Massachusetts Attorney General Maura Healey, a Democrat, is among those who launched investigations last year into Facebook after revelations that the political consulting firm Cambridge Analytica improperly gained access to data from as many as 87 million users.
She turned to the courts in August to enforce the civil equivalent of a subpoena against Facebook after it refused to disclose the identities of 10,000 apps deemed suspicious in an internal investigation it launched in the scandal's wake.
Assistant Attorney General Sara Cable told Judge Brian Davis the records were needed to determine the extent that Facebook turned a "blind eye" to the misuse of users' data by app developers despite policies aimed at protecting their information.
"The information we are seeking is, 'Who are you policing?'" Cable said.

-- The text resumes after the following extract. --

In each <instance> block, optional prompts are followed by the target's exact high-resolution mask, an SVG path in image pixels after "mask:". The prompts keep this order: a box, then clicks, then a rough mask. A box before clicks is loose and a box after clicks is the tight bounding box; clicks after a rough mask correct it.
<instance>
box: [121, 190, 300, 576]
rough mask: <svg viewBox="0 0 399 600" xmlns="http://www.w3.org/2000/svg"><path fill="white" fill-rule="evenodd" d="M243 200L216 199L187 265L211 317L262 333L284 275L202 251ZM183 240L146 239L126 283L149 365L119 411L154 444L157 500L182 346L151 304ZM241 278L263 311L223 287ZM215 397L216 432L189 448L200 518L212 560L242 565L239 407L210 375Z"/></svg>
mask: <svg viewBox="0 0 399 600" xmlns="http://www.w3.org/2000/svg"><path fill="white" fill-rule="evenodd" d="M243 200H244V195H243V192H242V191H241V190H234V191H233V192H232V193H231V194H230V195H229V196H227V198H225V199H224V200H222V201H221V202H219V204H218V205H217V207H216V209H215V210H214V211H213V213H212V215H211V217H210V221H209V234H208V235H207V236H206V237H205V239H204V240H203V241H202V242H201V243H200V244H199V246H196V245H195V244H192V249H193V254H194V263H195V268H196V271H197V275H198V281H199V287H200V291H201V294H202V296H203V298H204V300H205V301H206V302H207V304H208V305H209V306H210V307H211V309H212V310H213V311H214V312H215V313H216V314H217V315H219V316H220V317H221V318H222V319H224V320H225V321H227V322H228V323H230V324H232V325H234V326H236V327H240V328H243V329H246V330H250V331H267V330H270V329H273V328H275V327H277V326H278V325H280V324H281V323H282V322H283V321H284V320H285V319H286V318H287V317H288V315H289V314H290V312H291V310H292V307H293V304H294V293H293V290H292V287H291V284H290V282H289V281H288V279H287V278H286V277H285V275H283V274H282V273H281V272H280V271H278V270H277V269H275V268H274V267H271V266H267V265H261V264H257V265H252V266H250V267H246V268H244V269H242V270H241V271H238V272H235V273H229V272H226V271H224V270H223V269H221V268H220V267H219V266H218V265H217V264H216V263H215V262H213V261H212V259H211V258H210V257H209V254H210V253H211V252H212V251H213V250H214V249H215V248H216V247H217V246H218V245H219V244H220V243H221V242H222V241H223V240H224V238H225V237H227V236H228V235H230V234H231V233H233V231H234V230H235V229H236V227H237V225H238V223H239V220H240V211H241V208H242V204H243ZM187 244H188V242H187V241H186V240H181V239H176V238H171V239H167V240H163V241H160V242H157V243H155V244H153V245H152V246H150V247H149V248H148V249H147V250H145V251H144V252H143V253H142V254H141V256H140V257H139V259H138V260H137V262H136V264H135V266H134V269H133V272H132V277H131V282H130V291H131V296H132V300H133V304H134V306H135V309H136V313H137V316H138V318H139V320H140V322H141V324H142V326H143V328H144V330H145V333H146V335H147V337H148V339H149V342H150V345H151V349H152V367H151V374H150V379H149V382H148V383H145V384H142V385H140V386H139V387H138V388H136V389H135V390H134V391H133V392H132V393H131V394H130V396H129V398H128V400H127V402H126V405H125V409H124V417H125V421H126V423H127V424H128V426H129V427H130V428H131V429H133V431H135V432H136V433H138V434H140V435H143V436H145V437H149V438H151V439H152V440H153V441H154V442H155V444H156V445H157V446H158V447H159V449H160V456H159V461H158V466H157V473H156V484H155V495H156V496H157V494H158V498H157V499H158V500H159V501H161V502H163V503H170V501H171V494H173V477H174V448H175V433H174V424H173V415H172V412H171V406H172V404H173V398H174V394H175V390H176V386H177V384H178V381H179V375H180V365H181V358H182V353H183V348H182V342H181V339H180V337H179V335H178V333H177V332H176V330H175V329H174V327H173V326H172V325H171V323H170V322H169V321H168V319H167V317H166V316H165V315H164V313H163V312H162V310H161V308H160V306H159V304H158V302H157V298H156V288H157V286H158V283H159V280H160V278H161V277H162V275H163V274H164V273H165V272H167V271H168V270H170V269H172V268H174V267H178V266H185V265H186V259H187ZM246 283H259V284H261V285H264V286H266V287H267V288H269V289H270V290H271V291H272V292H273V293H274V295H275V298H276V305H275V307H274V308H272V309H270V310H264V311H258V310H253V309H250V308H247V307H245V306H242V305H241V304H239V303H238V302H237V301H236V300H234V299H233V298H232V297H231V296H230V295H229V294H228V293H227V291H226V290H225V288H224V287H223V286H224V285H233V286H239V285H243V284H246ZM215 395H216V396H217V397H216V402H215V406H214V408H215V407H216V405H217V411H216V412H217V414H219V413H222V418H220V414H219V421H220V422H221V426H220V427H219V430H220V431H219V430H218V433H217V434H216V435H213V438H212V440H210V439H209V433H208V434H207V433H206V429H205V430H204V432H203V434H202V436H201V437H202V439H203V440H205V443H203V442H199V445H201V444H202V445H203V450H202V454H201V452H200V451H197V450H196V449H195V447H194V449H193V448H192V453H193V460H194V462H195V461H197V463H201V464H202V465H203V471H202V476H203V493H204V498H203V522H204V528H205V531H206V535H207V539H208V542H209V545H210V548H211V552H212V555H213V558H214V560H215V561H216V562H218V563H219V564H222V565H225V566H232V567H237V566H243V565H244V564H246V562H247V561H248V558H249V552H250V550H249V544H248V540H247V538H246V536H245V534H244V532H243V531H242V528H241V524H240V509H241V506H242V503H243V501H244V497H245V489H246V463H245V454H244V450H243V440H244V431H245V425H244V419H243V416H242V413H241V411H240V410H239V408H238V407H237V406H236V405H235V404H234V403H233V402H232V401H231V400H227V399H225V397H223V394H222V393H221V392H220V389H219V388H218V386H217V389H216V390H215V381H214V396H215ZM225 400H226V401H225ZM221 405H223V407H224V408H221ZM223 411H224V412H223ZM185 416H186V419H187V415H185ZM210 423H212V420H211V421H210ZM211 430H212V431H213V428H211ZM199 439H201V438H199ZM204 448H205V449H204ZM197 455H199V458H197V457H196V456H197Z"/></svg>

She said the question was pertinent given that Cambridge Analytica, which Republican President Donald Trump's campaign hired during the 2016 election, acquired the data from an app developer in violation of Facebook's policies.

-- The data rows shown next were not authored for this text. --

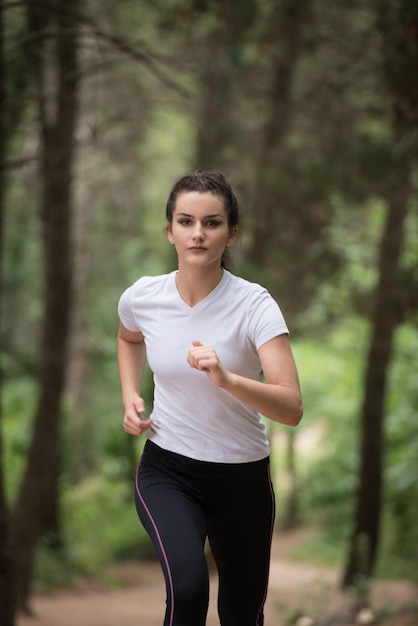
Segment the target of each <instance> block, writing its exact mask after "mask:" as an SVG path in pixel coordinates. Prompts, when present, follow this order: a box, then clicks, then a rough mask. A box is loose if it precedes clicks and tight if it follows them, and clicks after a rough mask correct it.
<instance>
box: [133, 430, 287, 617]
mask: <svg viewBox="0 0 418 626" xmlns="http://www.w3.org/2000/svg"><path fill="white" fill-rule="evenodd" d="M135 502H136V507H137V511H138V515H139V517H140V520H141V522H142V524H143V525H144V527H145V529H146V530H147V532H148V533H149V535H150V537H151V539H152V541H153V543H154V546H155V549H156V551H157V554H158V557H159V560H160V563H161V567H162V569H163V573H164V578H165V582H166V590H167V608H166V613H165V619H164V626H204V625H205V623H206V615H207V610H208V603H209V576H208V568H207V562H206V556H205V550H204V548H205V541H206V537H208V539H209V543H210V546H211V550H212V553H213V556H214V559H215V562H216V565H217V569H218V575H219V592H218V612H219V617H220V623H221V625H222V626H263V623H264V616H263V607H264V603H265V599H266V595H267V584H268V573H269V565H270V548H271V538H272V532H273V523H274V514H275V505H274V493H273V487H272V484H271V480H270V473H269V459H268V458H266V459H263V460H262V461H255V462H252V463H240V464H228V463H207V462H204V461H196V460H193V459H189V458H188V457H185V456H182V455H180V454H174V453H172V452H168V451H166V450H163V449H161V448H160V447H159V446H156V445H155V444H154V443H152V442H151V441H147V442H146V444H145V448H144V452H143V455H142V458H141V461H140V463H139V467H138V472H137V479H136V490H135Z"/></svg>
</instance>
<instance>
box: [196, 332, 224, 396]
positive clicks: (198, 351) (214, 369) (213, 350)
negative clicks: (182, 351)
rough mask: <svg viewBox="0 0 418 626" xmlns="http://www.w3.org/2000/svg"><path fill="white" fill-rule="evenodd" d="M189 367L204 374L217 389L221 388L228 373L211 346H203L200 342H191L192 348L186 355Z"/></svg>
mask: <svg viewBox="0 0 418 626" xmlns="http://www.w3.org/2000/svg"><path fill="white" fill-rule="evenodd" d="M187 362H188V364H189V365H190V367H194V368H195V369H197V370H200V371H202V372H206V374H207V375H208V377H209V378H210V379H211V381H212V382H213V383H214V384H215V385H216V386H217V387H223V386H224V385H225V384H226V381H227V380H228V374H229V372H228V371H227V370H226V369H225V368H224V366H223V365H222V363H221V362H220V360H219V357H218V355H217V354H216V352H215V350H214V349H213V348H212V347H211V346H204V345H203V344H202V343H200V341H193V348H190V350H189V352H188V353H187Z"/></svg>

According to court papers, Facebook's internal investigation led it to suspend 69,000 apps, mostly because their developers did not cooperate with the investigation. About 10,000 were identified as having potentially misused user info.

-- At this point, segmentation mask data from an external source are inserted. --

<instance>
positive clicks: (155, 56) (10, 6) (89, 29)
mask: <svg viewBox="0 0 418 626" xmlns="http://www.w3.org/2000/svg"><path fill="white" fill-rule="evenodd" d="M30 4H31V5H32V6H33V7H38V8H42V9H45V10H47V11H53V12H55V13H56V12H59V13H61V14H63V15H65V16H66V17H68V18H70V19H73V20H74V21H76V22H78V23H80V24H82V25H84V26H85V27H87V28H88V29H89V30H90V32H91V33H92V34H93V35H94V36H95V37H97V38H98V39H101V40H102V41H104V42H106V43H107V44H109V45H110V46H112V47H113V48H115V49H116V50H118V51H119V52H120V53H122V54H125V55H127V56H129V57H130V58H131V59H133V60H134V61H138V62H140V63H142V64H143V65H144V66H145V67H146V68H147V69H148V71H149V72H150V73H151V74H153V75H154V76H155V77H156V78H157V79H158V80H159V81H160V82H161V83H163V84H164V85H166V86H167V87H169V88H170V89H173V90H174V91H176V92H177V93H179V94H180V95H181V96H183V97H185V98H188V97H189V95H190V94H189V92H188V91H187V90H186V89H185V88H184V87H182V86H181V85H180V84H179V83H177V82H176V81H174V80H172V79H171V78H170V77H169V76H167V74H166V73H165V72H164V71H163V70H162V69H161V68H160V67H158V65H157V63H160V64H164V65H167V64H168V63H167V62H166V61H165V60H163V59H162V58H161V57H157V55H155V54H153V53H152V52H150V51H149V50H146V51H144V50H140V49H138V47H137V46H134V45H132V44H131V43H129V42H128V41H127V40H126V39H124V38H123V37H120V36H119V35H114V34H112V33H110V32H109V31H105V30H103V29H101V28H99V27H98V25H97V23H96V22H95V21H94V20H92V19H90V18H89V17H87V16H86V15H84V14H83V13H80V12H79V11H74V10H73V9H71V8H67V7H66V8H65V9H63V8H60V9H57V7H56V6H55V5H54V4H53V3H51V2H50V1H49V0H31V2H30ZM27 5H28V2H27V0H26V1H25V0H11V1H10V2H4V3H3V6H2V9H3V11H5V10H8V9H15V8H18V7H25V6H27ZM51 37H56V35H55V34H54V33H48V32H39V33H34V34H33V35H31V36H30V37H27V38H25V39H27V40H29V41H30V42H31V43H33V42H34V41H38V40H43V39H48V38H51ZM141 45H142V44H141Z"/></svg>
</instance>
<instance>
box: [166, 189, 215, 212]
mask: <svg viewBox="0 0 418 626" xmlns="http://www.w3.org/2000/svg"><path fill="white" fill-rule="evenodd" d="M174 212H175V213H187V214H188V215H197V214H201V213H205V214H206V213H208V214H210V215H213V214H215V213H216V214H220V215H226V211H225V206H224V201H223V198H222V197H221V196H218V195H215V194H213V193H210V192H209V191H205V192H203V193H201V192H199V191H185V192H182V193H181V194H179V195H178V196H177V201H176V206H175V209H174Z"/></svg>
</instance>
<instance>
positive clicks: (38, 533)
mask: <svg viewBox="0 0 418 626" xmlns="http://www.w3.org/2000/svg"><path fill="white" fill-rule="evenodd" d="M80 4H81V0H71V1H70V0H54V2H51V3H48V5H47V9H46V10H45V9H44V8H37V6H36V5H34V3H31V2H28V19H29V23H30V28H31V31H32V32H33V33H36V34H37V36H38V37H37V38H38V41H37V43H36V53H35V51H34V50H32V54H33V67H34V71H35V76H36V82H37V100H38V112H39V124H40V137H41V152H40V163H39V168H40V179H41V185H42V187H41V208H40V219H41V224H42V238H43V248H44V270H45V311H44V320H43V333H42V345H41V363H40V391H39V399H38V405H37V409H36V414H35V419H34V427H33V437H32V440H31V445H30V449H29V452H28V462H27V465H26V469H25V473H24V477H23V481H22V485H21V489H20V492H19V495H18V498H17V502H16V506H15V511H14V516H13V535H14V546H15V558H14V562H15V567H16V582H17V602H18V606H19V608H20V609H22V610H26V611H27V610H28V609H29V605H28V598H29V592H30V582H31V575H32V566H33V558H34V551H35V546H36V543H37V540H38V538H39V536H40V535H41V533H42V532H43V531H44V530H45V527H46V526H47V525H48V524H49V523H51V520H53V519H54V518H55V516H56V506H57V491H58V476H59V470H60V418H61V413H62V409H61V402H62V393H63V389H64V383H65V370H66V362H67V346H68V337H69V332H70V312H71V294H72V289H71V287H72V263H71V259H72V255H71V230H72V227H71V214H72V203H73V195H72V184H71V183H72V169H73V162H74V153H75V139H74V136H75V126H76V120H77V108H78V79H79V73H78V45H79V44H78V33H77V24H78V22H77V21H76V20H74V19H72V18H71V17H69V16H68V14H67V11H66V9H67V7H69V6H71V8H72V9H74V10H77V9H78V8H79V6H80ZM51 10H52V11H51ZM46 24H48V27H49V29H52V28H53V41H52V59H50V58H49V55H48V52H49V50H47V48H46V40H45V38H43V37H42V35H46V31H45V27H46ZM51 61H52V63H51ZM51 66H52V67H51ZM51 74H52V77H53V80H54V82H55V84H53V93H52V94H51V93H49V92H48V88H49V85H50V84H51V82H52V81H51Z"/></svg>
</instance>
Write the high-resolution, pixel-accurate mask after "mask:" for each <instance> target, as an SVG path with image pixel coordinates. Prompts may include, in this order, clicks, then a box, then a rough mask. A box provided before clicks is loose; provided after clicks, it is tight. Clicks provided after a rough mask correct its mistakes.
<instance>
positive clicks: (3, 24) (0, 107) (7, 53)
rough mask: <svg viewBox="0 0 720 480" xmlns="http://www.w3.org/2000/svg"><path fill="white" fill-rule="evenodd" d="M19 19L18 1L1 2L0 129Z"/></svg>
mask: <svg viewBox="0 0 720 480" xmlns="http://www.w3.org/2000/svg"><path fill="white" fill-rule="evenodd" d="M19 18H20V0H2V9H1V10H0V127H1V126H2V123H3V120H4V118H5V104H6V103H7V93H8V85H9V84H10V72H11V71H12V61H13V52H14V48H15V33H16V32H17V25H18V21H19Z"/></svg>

Felicia Ellsworth, a lawyer for Facebook, argued that many of the records were covered by attorney-client privilege, as the investigation was led by a law firm in anticipation of the onslaught of regulatory probes and litigation that followed.
"They did it to have a full and frank airing of legal risk," she said.
The argument prompted sharp questioning by Judge Brian Davis, who appeared sceptical of the possibility that Facebook would not have otherwise investigated app developers' practices in the wake of the scandal but for the threat of litigation.
"Everyone I think agrees Cambridge Analytica was an unhappy event," he said.